Flying Arts Gazette, no. 90, 2006.
Contemporary-art curators are to art as surfers are to the ocean. We surf the waves of art. Oceanographers and fishermen appreciate the waves in one way, but surfers know them in another. As surfers, we are necessarily fickle. We go where the action is. We are not loyal to any single wave, but to ‘the waves’. When one wave dies, we paddle out and catch another. We walk, hitch, drive, or fly in search of surf. We spend a lot of time in the water, but only moments on the board, but that’s what it’s all about. To do it properly, you need to know stuff. You need to line up some fugitive and ineffable things: the right beach, the right wind, the right swell. Of course, the game itself has changed. In the old days, it was all about running away from the wave’s power, enjoying protracted, slow, arching turns. That was the graceful, long-board Malibu style. Nowadays, it’s our pleasure to linger in the power zone, requiring short boards and a responsive, jerky agility. But some people still do it the old way.

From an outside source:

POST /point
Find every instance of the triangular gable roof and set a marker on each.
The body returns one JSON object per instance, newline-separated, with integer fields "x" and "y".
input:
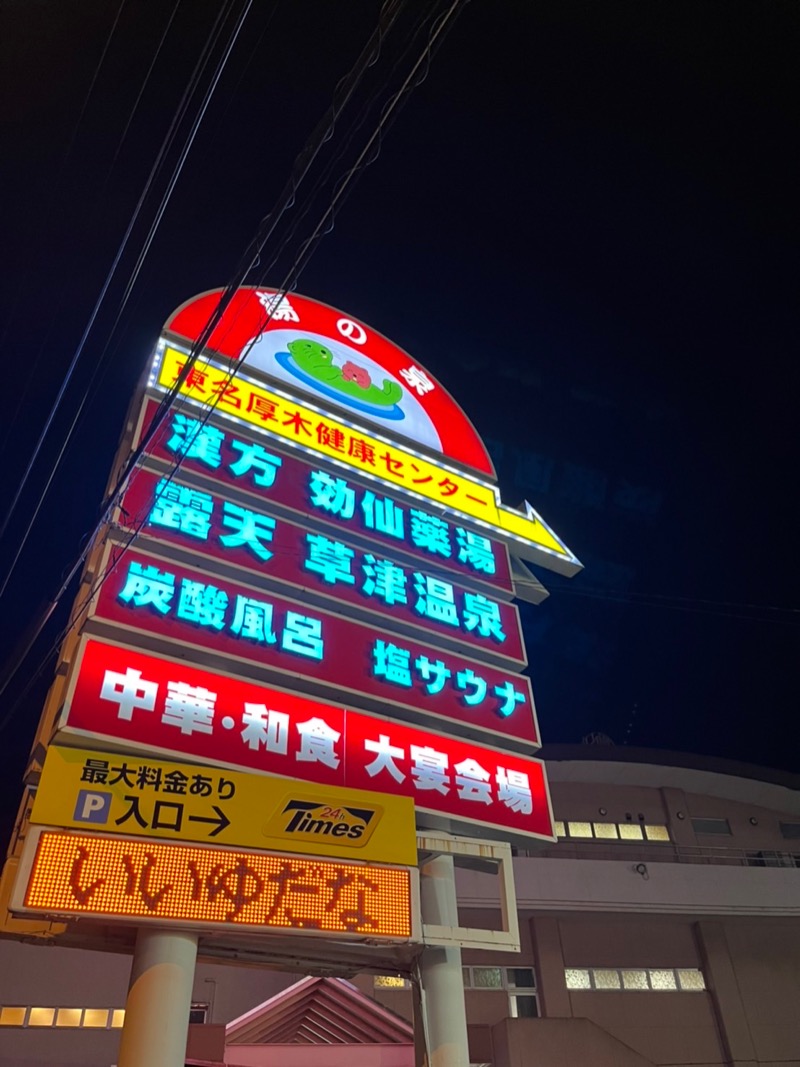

I’m a contemporary-art curator, an exhibition maker. I caught the art bug when my dad took me to the Auckland City Art Gallery to see the touring MOMA Surrealism show some time in the early 1970s. I was about nine, at the time. A lot of kids come to art through surrealism, it seems. I realised I wanted to be a curator when I was in my last year at high school, studying renaissance art history. But, looking back, I wonder if I even knew what being a curator meant. I went to university and did art history plus a few art-school papers. I hung out on the art scene and attended openings religiously. I got a placement as a curatorial intern at Wellington’s National Art Gallery in 1985 and I’ve been working as a curator ever since. I’ve been rather lucky. I climbed on early and stayed on. With just a Bachelor of Arts degree, I am less qualified than most of the guides who worked on the floor at my last public gallery.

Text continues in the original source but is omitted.